Da osteria con cucina, com'era inizialmente, a ristorante con una stella Michelin. Com'è successo?
Dal 1992 abbiamo aperto anche a mezzogiorno. Cercavo un secondo, il mio chef uruguayano mi ha suggerito il nome di un connazionale appena arrivato, e così ho conosciuto Matias: all'inizio non conosceva neanche il basilico, ma ho capito presto le sue potenzialità. La stella è arrivata nel 2011, a nostra insaputa. Ero in palestra, esco e trovo 11 chiamate senza risposta: pensavo fosse bruciato il locale. Quando ho sentito Mati al telefono che urlava "È arrivata la stella!" non riuscivo a crederci.
E il Rebelot, invece?
È nato come punto di appoggio di Al Pont de Ferr, un locale da aperitivo e pre-cena, ma è cresciuto grazie a Mauricio a cui abbiamo dato carta bianca. Mi piace lasciare a chi stimo la possibilità di condurre, e manifestare la loro genialità.

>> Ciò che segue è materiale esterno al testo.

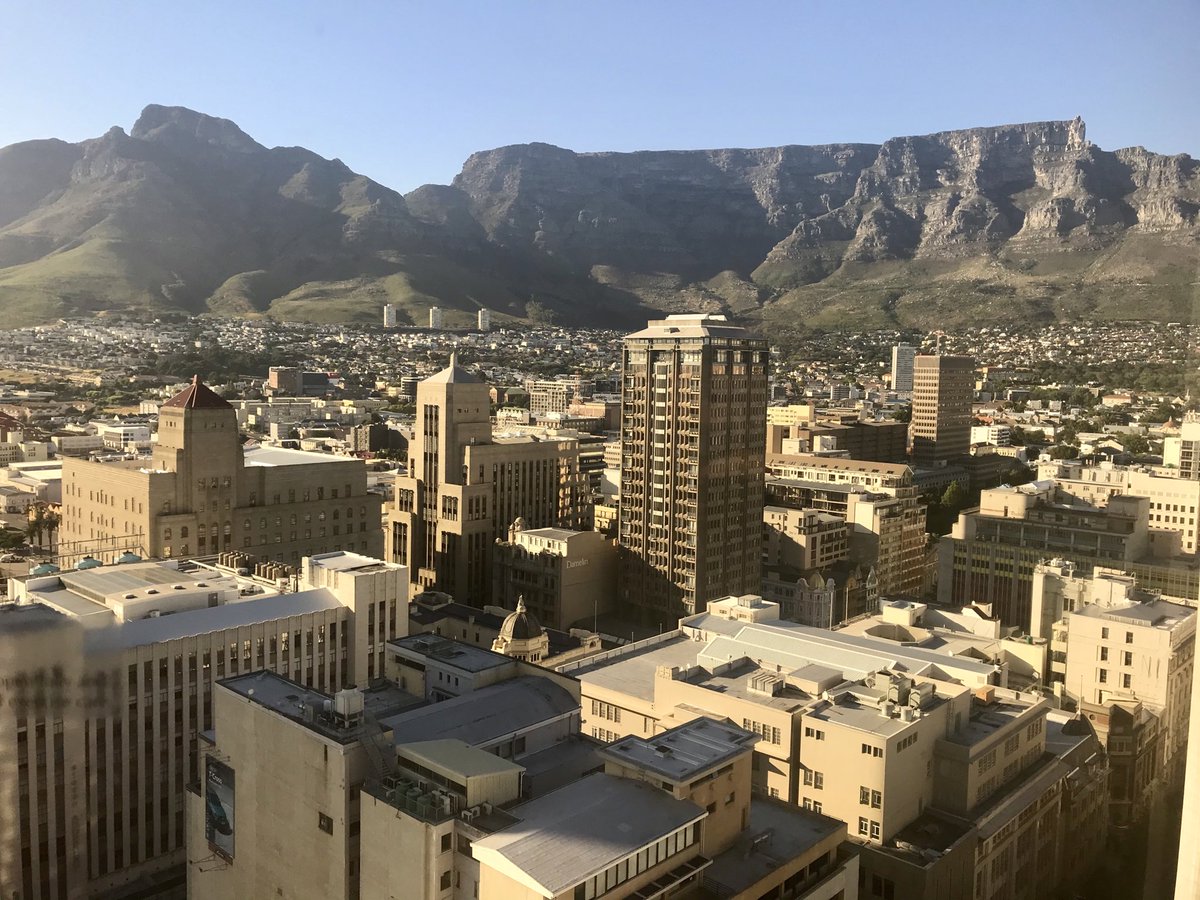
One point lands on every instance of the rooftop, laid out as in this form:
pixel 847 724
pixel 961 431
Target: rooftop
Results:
pixel 293 701
pixel 486 714
pixel 685 751
pixel 282 456
pixel 197 396
pixel 463 657
pixel 569 835
pixel 777 833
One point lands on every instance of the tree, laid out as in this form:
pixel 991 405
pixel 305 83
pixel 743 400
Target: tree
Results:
pixel 954 497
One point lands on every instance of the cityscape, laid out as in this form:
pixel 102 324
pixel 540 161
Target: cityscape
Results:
pixel 627 451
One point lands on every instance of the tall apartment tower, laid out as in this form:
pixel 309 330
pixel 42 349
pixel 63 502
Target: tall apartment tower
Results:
pixel 694 419
pixel 903 357
pixel 463 487
pixel 942 390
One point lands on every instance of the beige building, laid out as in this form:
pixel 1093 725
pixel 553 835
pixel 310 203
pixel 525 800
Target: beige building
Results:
pixel 885 517
pixel 465 487
pixel 693 439
pixel 564 577
pixel 942 390
pixel 406 808
pixel 111 673
pixel 915 748
pixel 202 493
pixel 1171 516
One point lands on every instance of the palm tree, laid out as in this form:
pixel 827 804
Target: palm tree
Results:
pixel 36 526
pixel 53 520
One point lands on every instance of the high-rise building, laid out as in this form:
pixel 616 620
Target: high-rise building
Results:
pixel 108 675
pixel 942 390
pixel 941 777
pixel 465 487
pixel 202 493
pixel 694 414
pixel 903 355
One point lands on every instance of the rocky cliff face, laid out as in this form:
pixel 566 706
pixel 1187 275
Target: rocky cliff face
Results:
pixel 793 215
pixel 187 211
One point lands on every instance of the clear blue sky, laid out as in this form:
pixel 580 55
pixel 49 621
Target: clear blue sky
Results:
pixel 405 91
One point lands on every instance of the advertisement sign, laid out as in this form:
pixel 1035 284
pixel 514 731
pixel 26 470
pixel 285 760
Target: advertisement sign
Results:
pixel 219 808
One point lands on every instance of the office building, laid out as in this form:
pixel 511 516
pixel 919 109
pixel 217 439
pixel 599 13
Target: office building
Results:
pixel 1171 517
pixel 109 673
pixel 885 517
pixel 903 361
pixel 1187 877
pixel 939 772
pixel 465 487
pixel 202 493
pixel 1181 453
pixel 565 577
pixel 693 437
pixel 990 555
pixel 942 390
pixel 429 802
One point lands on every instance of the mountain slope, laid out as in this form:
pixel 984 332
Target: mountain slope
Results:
pixel 189 213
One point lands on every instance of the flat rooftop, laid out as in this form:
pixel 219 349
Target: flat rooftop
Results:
pixel 282 456
pixel 685 751
pixel 777 834
pixel 485 714
pixel 463 657
pixel 573 833
pixel 1156 613
pixel 633 672
pixel 291 700
pixel 987 719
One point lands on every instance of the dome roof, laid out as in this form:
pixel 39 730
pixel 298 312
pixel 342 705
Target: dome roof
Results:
pixel 520 625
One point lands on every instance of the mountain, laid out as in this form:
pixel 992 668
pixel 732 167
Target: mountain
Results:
pixel 1015 222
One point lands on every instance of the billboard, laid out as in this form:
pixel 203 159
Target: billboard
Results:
pixel 219 808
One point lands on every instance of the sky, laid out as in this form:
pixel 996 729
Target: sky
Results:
pixel 405 91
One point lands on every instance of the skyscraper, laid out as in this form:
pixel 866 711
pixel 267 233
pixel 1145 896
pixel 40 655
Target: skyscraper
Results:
pixel 903 355
pixel 465 487
pixel 694 418
pixel 942 390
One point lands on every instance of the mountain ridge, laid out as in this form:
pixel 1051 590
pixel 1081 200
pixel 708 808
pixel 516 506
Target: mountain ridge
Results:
pixel 186 211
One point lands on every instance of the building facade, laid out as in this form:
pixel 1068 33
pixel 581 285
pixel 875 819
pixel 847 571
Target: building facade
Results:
pixel 942 390
pixel 694 412
pixel 202 493
pixel 111 673
pixel 463 489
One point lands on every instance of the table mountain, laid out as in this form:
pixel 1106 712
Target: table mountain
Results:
pixel 189 213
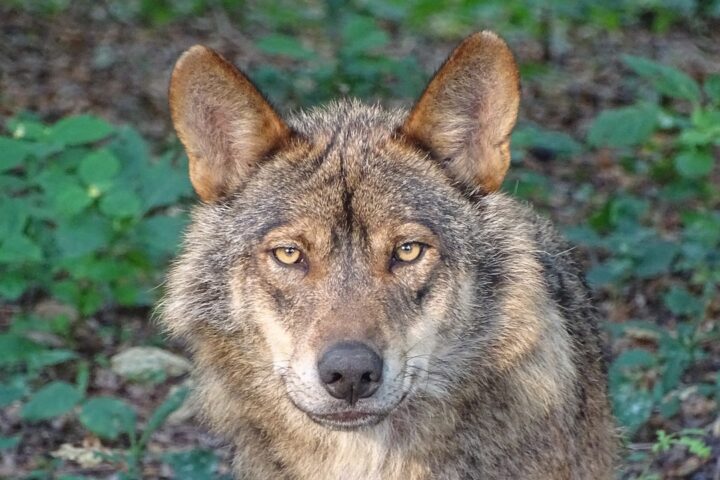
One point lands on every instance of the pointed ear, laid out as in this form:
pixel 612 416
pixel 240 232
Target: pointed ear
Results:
pixel 223 121
pixel 465 116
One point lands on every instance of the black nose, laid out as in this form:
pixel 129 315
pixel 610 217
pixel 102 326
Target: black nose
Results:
pixel 350 370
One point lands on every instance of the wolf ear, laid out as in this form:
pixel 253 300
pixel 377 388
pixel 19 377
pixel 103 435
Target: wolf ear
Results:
pixel 465 116
pixel 222 120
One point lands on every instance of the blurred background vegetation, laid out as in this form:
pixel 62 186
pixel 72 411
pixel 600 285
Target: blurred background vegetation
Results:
pixel 618 142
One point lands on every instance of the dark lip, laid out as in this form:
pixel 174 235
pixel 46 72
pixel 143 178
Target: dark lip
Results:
pixel 348 420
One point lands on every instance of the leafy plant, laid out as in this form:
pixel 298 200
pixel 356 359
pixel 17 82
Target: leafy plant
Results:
pixel 668 140
pixel 85 213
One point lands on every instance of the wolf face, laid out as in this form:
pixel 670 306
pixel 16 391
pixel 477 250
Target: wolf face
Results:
pixel 352 272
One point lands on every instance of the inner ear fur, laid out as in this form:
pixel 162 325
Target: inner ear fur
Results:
pixel 223 121
pixel 468 110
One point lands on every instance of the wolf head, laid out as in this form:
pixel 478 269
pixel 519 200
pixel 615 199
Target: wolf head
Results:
pixel 344 257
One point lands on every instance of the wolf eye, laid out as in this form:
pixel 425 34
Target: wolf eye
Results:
pixel 409 252
pixel 288 255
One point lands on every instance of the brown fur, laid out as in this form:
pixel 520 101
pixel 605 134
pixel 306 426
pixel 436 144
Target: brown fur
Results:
pixel 493 364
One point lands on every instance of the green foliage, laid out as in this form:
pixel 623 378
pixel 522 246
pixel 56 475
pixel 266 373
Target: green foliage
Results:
pixel 51 401
pixel 83 219
pixel 669 138
pixel 195 464
pixel 690 438
pixel 107 417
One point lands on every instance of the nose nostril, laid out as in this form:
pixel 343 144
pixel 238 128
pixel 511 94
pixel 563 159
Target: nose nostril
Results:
pixel 369 377
pixel 350 371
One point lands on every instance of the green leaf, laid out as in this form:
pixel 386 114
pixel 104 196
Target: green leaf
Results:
pixel 632 407
pixel 9 442
pixel 362 34
pixel 27 129
pixel 99 167
pixel 83 235
pixel 51 401
pixel 79 130
pixel 173 401
pixel 667 80
pixel 15 213
pixel 15 349
pixel 655 258
pixel 196 464
pixel 9 394
pixel 46 358
pixel 694 163
pixel 70 200
pixel 12 153
pixel 609 272
pixel 121 203
pixel 163 185
pixel 712 88
pixel 634 358
pixel 12 285
pixel 284 46
pixel 623 127
pixel 107 417
pixel 160 235
pixel 535 137
pixel 19 249
pixel 681 302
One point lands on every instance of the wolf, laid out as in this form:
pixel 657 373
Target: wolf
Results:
pixel 360 299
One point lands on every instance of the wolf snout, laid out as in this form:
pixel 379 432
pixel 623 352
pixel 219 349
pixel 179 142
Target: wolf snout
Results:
pixel 350 370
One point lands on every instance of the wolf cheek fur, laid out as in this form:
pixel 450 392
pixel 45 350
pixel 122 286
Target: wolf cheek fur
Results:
pixel 360 300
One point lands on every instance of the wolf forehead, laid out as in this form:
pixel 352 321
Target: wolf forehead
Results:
pixel 346 170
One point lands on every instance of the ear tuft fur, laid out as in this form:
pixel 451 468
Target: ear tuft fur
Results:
pixel 468 110
pixel 222 120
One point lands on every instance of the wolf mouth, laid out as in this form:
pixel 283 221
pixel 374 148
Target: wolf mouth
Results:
pixel 348 420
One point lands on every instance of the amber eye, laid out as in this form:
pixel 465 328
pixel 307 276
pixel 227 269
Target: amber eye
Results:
pixel 408 252
pixel 288 255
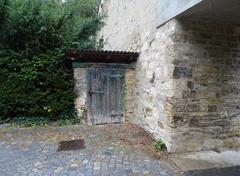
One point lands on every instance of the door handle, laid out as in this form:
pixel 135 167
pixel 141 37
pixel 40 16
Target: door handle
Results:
pixel 96 92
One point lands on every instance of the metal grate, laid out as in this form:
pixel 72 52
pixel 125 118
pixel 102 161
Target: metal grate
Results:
pixel 71 145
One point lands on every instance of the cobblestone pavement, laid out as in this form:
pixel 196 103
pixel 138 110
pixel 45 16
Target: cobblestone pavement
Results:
pixel 233 171
pixel 115 150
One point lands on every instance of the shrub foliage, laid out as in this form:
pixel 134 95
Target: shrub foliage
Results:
pixel 35 78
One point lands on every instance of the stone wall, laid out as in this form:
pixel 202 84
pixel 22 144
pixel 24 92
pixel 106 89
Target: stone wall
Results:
pixel 187 89
pixel 81 89
pixel 127 22
pixel 188 85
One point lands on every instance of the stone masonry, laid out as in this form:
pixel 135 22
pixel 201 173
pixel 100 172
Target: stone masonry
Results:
pixel 187 83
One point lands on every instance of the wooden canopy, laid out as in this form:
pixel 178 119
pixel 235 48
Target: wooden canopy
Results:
pixel 92 56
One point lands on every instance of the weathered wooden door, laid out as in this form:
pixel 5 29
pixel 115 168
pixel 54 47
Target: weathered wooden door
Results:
pixel 106 95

Come vede il suo ruolo di "ostessa"?
Come insegno sempre al mio staff, bisogna trasmettere un messaggio, capire cosa vuole il cliente, fare comunicazione. Provo ancora un piacere fisico a fare questo lavoro, continuo a sentire il fuoco che brucia.
Guidare due ristoranti da donna è più facile o più difficile?
Sicuramente noi donne abbiamo un istinto in più, una capacità "da streghette" che non sempre viene apprezzata. Ricordo un episodio del periodo in cui ero sommelier in un hotel: durante un servizio importante lo staff mi ha messo i bicchieri in forno. Che ho fatto? Li ho costretti a bere solo vino della cucina, senza toccare le bottiglie "buone". Dopo un mese si sono arresi e mi hanno chiesto scusa.
Il vino che le ha segnato la vita?
Lo champagne. È quello che mi emoziona di più: ascoltare i produttori, scoprire i terreni, lasciarsi incantare da questa diversità estrema, anche tra vini della stessa annata e dello stesso vigneto. Un vino imprevedibile - proprio come me.